Predefined notebooks

Code notebooks, especially Python and R notebooks are very useful for interactive exploratory analysis, especially for kinds of analysis that are not directly available in DSS visual analysis functionalities.

DSS provides a template mechanism when creating Python or R notebooks. This helps you get started very quickly with an analysis, while still giving you the full freedom to modify the notebook to your own needs, or to go further.

This provides additional interactive analysis capabilities with very little to no code that you have to write.
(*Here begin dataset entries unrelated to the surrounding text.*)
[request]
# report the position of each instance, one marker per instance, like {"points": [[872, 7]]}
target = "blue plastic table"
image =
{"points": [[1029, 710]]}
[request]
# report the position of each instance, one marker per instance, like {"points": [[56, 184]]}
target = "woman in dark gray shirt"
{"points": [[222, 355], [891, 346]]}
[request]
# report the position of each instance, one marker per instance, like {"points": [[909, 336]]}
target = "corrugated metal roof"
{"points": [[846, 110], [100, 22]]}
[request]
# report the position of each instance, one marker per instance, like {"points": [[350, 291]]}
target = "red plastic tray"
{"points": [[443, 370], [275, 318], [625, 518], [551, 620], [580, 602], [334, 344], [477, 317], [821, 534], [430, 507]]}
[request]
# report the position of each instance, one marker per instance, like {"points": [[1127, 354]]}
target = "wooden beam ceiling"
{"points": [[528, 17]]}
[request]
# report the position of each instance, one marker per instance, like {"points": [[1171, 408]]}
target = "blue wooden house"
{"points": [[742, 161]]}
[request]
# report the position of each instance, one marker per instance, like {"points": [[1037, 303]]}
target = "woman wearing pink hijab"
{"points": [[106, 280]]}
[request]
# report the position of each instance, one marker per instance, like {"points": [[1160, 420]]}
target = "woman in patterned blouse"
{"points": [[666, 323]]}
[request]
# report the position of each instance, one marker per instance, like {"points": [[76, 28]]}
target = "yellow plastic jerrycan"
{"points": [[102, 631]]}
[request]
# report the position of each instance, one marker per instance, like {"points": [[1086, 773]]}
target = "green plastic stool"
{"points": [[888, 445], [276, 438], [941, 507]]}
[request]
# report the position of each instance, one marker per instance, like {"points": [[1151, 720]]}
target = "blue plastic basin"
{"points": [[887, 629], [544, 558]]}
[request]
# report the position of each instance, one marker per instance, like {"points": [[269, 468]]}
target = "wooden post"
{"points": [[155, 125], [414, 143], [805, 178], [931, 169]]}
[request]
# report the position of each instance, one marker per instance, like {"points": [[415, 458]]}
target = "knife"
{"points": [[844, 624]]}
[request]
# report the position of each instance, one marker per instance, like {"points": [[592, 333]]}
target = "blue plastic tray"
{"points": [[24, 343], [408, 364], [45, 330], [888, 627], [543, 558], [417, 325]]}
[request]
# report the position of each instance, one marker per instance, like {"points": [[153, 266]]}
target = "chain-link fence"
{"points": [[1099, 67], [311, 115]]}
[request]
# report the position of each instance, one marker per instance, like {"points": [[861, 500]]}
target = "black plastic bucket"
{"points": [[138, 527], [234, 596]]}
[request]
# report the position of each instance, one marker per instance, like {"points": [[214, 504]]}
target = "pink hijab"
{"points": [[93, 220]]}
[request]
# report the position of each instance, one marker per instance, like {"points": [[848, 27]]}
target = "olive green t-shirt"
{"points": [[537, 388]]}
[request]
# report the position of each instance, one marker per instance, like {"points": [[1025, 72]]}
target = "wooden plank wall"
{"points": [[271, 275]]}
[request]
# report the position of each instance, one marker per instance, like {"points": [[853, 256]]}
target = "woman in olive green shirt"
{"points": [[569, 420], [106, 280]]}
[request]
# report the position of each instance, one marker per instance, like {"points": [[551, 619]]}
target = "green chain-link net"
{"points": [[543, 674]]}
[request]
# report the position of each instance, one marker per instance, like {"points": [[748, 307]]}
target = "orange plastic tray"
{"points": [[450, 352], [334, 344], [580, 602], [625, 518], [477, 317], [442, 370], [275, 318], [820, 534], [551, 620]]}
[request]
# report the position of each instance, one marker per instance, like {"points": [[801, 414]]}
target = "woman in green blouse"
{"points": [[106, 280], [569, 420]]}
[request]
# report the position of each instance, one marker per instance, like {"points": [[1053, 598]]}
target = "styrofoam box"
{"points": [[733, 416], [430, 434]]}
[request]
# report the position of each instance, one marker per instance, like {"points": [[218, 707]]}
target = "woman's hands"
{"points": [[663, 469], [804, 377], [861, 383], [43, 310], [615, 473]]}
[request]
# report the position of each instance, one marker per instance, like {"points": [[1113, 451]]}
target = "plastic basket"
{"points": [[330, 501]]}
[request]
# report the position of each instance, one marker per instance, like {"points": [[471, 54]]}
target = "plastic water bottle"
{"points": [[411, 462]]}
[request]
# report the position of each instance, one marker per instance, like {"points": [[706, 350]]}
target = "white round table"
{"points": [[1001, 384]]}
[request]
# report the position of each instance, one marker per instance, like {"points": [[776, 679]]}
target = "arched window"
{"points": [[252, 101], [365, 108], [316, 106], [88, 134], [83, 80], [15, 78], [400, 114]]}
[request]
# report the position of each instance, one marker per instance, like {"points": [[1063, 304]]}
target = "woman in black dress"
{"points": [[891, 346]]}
DSS comes with 8 prebuilt notebooks for analyzing datasets:

  • Simple statistical analysis
    • Distribution analysis and statistical tests on a single numerical population
    • Distribution analysis and statistical tests on multiple population groups
    • Correlations between variables
  • Dimensionality reduction
    • PCA
    • High-dimensionality data visualization using t-SNE
  • Time series
    • Time series visualization and analytics
    • Time series forecasting
  • Topics modeling using NMF and LDA

Creating a notebook from a prebuilt template

From a dataset’s page or in the Flow, in the Actions menu, click on the Lab icon. Choose Notebooks > Predefined and choose the notebook to create.

Read carefully the instructions at the beginning of the notebook. Some notebooks are totally unattended, but for some notebooks, you’ll need to setup a few parameters. For example, on the distribution analysis notebook, you need to chose the variable to analyze.

Creating your own prebuilt templates

You can create your own notebook templates that you or other users of your DSS instance can reuse. The templates that you create can also be distributed as a plugin.

  • Write your notebook in Jupyter (Python or R)
  • Download a copy as .ipynb of your notebook
  • Create a plugin as explained in Writing your own plugin
  • In the plugin content, add a folder resource/notebook-templates/TYPE/pre-built, where
    • TYPE is either standalone or dataset, depending on whether your template should be accessible when creating a notebook from a dataset, or from the “New notebook” button in the notebooks list
    • LANGUAGE is either python or r